As is well known, when the brain receives a specific action command, a signal sent by the cerebral cortex will pass through the outgoing fiber to the skeletal muscle motor endplate and finally complete the action. Motor planning generation, coordinated control of the action, and the feedback for correction are assisted by the cortex, basal ganglia, cerebellum, and midbrain. Therefore, it is speculated that due to the infarction of the middle cerebral artery in the dominant hemisphere, it is difficult for the motor cortex to send out accurate action task signals in contrast to healthy subjects. The signal and function of the brain areas involved in the regulation of movement are strengthened as compensation to ensure the integrity and accuracy of movement.

In addition, ReHo values of the right inferior orbital gyrus (including BA47), triangular inferior frontal gyrus (including BA45), postcentral gyrus (mostly BA3), central anterior gyrus (BA4), and supramarginal gyrus decreased. These brain areas are distributed in the blood supply area of the middle cerebral artery. Vincent has shown that there is a high correlation between bilateral hemispheric ipsilateral brain interval neural activity (Vincent et al., 2007). Therefore, after an acute stroke in the dominant hemisphere, the connection between the homologous brain regions of the non-dominant hemisphere and the peripheral brain regions weakens. Among these brain regions, BA45 is responsible for performing semantic tasks and text production (Jacot-Descombes et al., 2012), BA47 is related to grammar processing of language (Levitin and Menon, 2003), the precentral gyrus (BA4) can control behavior and movement (Levitin and Menon, 2003; Jacot-Descombes et al., 2012; Itabashi et al., 2016) the postcentral gyrus (BA3) manages somatosensory, and the upper marginal gyrus (BA40) is relevant with fine movement (Hämäläinen et al., 2002). ALFF and ReHo values of some brain areas were not reduced in the dominant hemisphere, which may be related to the ischemic stroke classification (TOAST) and the compensation mechanism of cerebral collateral circulation (Liebeskind, 2003).
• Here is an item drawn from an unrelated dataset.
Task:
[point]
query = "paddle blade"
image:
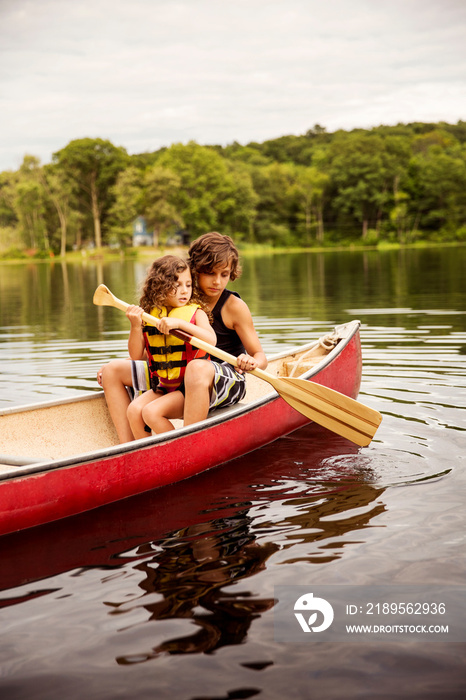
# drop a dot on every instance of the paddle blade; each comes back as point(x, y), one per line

Normal Group vs. Non-dominant Hemisphere Group

Compared with HS, neuronal activities of the injured side and precentral gyrus in the non-dominant hemisphere weakened in the NDH. The connection with peripheral brain regions was also reduced, which is consistent with the physiological changes caused by the responsible lesions. The precentral gyrus is the advanced motor control center, and BA9, BA6, and BA8 constitute the supplementary motor area. They serve as the main brain regions for motor sequence management and participate in the learning, planning, preparation, starting, and production of movement (Kwan et al., 1978; Meier et al., 2008). Negative activation of these two brain regions matches the hemiplegic symptoms of patients.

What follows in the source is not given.